The prime minister gave Jerusalem an odd gift on its holiday: A construction freeze. On the 46th anniversary of the city's liberation by a Labor government, a Likud government is freezing it. Levi Eshkol liberated, Benjamin Netanyahu is freezing. He hardly built any homes in Jerusalem during his previous term, and now he is not building any at all. The new housing minister revealed this week that he is not being authorized to add even one apartment to the capital. The prime minister summoned him a few days ago and handed him a freezing order for all construction beyond the Green Line.

 

To his credit, Netanyahu did not attend the Jerusalem Day ceremonies this year, so we were spared the traditional dissonance between his tough talk and lack of action. Praising a united Jerusalem while dividing it is extremely hypocritical. Netanyahu is forbidding Jews from building in Pisgat Ze'ev but does nothing to prevent Arabs from building in Shufat, Beit Hanina and the Temple Mount.

 

Israel's capital can expand only to the east or the north, as the City has run out of land reserves in its western part long ago. It is no coincidence that the most talked about building project in Jerusalem over the past decade has been the Holyland apartment complex. Despite its immense size, the project did not solve the housing shortage in the city or thwart the threats of withdrawal it faces.

 

When Netanyahu froze Jerusalem during his last term, on the occasion of Biden's visit, it caused an uproar in the Right. This week, even the most hardline Likud members did not say a word. News of the construction freeze was received with shrugs or lip biting. The former Likud rebels have become deputy ministers, and the Likudniks have yet to realize that Netanyahu version 2013 is cruising toward the 1967 lines.

 

Today, Netanyahu is closer to Zahava Gal-On than to his old self.

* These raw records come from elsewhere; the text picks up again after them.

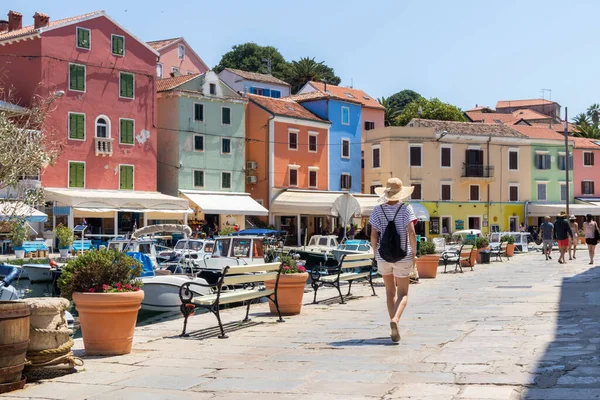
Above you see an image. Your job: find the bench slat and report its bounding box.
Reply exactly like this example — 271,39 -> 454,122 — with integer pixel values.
227,263 -> 281,275
223,272 -> 277,286
192,289 -> 275,306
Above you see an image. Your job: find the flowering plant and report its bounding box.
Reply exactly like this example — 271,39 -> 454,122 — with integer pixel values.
58,249 -> 142,299
279,255 -> 306,274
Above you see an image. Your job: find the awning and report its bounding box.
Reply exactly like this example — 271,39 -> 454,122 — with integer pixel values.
44,188 -> 191,213
180,190 -> 269,216
526,203 -> 600,217
0,201 -> 48,222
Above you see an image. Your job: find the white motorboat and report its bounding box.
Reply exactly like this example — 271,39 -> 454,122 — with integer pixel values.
331,240 -> 373,262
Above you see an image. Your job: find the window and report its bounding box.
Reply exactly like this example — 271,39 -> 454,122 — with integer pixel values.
119,165 -> 133,190
308,132 -> 317,153
96,117 -> 110,138
342,107 -> 350,125
440,147 -> 452,168
77,27 -> 92,50
508,185 -> 519,201
111,35 -> 125,56
194,103 -> 204,121
340,173 -> 352,190
289,168 -> 298,186
69,64 -> 85,92
221,138 -> 231,154
221,172 -> 231,189
288,131 -> 298,150
69,113 -> 85,140
371,145 -> 381,168
535,154 -> 550,170
537,183 -> 548,201
469,185 -> 479,201
119,118 -> 134,144
410,183 -> 423,200
508,150 -> 519,171
440,183 -> 452,201
409,146 -> 423,167
308,168 -> 318,188
221,107 -> 231,125
581,181 -> 594,194
69,161 -> 85,188
194,135 -> 204,151
194,169 -> 204,188
119,72 -> 134,99
342,139 -> 350,158
558,153 -> 573,171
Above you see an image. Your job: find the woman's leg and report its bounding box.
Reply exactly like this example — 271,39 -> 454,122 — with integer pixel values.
382,274 -> 396,319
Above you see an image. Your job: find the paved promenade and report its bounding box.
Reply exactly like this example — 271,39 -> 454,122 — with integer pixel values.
5,251 -> 600,400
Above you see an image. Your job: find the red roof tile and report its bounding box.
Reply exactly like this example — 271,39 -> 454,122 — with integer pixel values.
248,94 -> 329,124
146,37 -> 182,50
156,74 -> 200,92
496,99 -> 558,109
308,81 -> 385,110
0,11 -> 104,42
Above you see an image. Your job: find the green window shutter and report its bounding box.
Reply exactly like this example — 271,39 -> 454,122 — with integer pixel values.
120,119 -> 133,144
119,165 -> 133,190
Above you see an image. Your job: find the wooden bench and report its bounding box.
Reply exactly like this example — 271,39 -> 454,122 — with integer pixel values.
311,254 -> 377,304
441,244 -> 475,274
179,263 -> 283,339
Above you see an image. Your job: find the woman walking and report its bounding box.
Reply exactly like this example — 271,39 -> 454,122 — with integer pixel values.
569,215 -> 579,260
583,214 -> 598,265
370,178 -> 417,342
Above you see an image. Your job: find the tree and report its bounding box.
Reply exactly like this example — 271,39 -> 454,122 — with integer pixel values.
214,42 -> 289,79
388,89 -> 423,114
377,97 -> 400,126
285,57 -> 341,93
398,98 -> 466,126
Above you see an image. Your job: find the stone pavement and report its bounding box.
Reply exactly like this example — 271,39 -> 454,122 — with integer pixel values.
3,251 -> 600,400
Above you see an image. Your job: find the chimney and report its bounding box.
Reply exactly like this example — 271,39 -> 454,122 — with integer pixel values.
8,10 -> 23,32
33,11 -> 50,29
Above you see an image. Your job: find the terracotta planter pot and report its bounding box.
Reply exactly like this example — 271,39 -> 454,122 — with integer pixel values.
73,290 -> 144,356
506,243 -> 515,257
265,272 -> 308,315
417,254 -> 440,279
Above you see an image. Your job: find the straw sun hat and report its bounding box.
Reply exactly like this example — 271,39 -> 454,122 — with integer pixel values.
375,178 -> 415,203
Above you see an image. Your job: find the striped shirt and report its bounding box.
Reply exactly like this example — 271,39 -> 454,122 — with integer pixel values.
369,203 -> 417,262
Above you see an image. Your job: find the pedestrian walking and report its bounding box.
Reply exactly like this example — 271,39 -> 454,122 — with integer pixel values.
538,217 -> 554,260
569,215 -> 579,260
554,211 -> 573,264
370,178 -> 417,342
583,214 -> 600,265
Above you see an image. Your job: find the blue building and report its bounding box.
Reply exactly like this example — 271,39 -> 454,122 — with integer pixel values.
292,92 -> 362,193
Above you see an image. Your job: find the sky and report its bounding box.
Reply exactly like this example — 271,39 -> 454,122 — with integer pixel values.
0,0 -> 600,119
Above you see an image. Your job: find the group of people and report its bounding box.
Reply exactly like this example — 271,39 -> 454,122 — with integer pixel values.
539,211 -> 600,265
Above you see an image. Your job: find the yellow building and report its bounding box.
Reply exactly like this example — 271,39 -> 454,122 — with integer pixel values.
365,119 -> 531,236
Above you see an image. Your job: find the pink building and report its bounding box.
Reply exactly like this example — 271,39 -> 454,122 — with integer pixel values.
569,137 -> 600,200
0,11 -> 187,234
148,38 -> 209,78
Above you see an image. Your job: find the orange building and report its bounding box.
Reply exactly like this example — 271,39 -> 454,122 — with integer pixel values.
246,95 -> 330,236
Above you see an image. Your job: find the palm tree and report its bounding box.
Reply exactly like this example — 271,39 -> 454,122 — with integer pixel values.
377,97 -> 400,126
587,104 -> 600,125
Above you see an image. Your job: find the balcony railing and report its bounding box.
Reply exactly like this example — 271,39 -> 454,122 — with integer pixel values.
462,163 -> 494,178
96,137 -> 115,156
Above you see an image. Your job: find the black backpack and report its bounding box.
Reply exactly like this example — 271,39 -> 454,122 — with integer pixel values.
379,204 -> 406,263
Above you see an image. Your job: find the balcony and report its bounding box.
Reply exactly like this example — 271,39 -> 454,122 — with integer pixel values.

His diplomatic rhetoric is Tzipi Livni's rhetoric. On Independence Day he delivered a leftist speech to foreign diplomats in which he lauded the tenets of the 1947 Partition Plan (he said something along the lines of 'we said yes to it then, and we say yes to it now').

 

People still suspect, mistakenly, that he is not serious when he makes such statements, but he means what he says. If his party continues to devote itself to denial rather than protest, he may implement his plans as well.